Ainsi, à l'exception notable de Shell, la plupart des compagnies pétrolières ne comptabilisent pas les émissions dites du scope 3, soit celles générées par l'utilisation des produits qu'elles vendent (carburant, pétrochimie…). Or les émissions liées à l'utilisation des produits sont bien plus importantes que celles liées au processus de production (exploration, extraction du pétrole, transport et raffinage).
L'ONG "Carbon Disclosure Project" (CDP) publie tout de même un classement des compagnies pétrolières sur la base de leurs propres émissions de CO2. Il exclut donc la partie la plus importante, l'utilisation des produits.

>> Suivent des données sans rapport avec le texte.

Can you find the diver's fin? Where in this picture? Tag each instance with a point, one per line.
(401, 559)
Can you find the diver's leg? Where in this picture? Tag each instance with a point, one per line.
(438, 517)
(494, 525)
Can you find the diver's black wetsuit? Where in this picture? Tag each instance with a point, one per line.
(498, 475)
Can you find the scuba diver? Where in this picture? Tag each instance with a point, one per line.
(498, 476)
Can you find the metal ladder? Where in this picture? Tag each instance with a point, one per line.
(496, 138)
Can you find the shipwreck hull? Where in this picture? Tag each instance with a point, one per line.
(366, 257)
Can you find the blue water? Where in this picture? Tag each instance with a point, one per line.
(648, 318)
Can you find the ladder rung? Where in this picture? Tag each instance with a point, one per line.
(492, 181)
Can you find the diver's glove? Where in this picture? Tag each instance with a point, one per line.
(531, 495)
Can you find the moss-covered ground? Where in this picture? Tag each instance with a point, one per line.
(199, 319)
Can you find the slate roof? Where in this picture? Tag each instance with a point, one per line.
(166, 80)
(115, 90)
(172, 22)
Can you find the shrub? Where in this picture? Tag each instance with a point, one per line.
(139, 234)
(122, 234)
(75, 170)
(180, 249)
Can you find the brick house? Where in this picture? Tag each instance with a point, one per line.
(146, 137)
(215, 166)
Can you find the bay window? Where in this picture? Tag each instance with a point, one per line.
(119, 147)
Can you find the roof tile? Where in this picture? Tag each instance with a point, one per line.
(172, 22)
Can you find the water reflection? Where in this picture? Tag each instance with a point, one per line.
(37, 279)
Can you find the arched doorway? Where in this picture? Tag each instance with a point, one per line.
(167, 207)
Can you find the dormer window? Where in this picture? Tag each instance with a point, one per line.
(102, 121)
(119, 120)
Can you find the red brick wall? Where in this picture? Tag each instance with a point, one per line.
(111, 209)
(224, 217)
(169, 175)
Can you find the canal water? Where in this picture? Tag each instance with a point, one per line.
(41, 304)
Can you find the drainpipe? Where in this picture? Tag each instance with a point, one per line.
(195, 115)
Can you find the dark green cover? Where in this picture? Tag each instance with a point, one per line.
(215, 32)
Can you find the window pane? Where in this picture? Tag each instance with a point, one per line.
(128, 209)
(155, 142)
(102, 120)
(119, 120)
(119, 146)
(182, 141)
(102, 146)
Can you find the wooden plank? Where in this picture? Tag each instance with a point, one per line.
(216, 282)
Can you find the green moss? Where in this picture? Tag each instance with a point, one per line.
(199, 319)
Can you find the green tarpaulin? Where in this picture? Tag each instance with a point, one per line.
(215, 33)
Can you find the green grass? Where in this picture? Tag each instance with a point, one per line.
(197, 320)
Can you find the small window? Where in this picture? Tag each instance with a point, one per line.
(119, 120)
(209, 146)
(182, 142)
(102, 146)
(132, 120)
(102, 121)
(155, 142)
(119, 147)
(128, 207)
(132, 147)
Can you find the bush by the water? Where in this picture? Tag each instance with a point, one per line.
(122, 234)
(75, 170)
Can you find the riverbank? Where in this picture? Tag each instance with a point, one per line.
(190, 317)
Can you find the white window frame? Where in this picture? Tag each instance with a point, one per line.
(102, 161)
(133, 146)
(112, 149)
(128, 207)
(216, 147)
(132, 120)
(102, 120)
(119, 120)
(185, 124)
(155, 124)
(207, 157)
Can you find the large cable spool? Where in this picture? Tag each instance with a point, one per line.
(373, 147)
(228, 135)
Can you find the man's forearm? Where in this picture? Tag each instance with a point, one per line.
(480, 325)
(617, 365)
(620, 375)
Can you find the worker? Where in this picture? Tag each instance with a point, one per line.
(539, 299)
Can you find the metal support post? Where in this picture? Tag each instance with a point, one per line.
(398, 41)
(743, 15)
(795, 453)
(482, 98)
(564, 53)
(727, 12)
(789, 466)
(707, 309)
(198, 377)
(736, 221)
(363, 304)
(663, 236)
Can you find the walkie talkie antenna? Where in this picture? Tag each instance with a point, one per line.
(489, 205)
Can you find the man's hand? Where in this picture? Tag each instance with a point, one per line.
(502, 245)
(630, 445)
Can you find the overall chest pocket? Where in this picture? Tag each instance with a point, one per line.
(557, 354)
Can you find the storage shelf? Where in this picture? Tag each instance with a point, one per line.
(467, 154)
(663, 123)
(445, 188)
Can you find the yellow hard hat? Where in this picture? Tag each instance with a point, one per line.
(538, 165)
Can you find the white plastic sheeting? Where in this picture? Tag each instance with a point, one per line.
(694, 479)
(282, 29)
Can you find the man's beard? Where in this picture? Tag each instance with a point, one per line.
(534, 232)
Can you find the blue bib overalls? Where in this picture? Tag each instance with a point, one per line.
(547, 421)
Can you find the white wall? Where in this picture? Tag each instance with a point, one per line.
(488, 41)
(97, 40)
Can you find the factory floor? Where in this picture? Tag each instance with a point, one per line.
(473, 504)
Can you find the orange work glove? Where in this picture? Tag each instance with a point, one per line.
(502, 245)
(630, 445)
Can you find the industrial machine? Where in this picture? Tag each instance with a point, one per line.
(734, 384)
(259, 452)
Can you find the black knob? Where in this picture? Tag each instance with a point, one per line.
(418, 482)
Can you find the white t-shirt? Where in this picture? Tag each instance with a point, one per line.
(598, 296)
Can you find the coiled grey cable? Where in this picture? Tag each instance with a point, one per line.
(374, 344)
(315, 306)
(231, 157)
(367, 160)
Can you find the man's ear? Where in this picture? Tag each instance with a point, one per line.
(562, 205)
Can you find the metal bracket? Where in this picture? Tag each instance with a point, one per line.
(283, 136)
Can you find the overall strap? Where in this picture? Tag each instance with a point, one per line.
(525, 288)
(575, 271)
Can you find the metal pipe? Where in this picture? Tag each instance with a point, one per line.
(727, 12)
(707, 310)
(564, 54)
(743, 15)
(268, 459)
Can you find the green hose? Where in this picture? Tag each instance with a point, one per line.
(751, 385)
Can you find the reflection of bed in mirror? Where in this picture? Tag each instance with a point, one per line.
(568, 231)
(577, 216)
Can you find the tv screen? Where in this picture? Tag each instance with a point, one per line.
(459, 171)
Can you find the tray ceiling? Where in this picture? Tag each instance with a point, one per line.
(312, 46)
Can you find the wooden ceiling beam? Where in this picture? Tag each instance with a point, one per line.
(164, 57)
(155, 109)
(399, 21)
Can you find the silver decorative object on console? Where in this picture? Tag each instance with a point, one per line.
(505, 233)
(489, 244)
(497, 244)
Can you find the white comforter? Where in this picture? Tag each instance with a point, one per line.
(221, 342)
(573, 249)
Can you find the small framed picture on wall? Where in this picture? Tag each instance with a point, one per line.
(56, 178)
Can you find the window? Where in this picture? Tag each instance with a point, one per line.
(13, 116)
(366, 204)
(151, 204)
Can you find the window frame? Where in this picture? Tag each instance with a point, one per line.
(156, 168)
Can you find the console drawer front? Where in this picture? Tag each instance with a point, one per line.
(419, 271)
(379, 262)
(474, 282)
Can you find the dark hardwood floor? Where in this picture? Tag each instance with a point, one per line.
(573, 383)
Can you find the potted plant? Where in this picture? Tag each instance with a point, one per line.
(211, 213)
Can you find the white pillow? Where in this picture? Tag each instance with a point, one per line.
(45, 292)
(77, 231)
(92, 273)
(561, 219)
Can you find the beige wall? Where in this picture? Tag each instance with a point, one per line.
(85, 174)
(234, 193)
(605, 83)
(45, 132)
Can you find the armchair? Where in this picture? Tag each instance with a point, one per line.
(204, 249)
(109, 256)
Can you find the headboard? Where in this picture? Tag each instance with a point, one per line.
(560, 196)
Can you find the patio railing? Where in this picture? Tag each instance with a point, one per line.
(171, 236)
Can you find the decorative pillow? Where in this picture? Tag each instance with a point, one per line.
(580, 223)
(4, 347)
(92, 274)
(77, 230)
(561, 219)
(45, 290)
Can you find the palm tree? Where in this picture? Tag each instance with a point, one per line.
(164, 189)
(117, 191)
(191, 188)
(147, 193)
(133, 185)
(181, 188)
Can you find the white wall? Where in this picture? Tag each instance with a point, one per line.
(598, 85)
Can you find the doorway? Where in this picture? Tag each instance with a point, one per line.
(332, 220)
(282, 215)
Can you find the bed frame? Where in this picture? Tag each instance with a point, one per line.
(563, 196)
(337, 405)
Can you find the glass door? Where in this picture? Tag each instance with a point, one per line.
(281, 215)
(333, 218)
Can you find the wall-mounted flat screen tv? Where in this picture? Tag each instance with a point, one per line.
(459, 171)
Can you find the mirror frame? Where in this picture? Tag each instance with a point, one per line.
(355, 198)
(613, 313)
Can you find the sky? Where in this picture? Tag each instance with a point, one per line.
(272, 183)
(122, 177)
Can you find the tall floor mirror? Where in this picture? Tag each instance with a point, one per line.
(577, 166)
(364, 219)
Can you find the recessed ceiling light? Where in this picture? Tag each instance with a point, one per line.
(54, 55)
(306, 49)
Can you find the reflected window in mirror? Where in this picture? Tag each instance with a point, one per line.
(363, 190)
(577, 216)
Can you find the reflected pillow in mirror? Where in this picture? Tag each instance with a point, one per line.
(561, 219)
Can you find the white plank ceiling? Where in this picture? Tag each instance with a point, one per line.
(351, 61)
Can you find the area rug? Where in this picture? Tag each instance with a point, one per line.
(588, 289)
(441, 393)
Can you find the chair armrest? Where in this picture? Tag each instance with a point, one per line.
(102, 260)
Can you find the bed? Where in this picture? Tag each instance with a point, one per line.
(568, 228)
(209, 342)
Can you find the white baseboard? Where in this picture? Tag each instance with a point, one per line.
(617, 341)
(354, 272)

La compagnie norvégienne Equinor arrive en tête de ce classement, devant le Français Total, l'Anglo-Néerlandais Shell, l'Italien Eni et l'Espagnol Repsol.
Une autre question est de savoir s'il faut comptabiliser les émissions des compagnies pétrolières en valeur absolue, ou par unité produite. "Fixer une valeur absolue n'est pas une solution, estime Christophe Brognaux, partner au Boston Consulting Group. Une entreprise a toujours comme objectif de croître. Or pour respecter une limite absolue, il faut vendre moins".
"Total et Shell se sont assignés comme objectif de faire diminuer la part du pétrole dans leurs ventes en diversifiant leurs activités, ajoute Christophe Brognaux. Mais il est plus facile de réduire ses émissions de CO2 en vendant proportionnellement moins de pétrole qu'en étant plus efficace dans le processus de production".
Certains rétorquent que le CO2 envoyé dans l'atmosphère est comptabilisé en valeur absolue et qu'il ne sert à rien d'être plus efficace, si on continue à vendre toujours plus de pétrole, de carburants et de produits issus de la pétrochimie.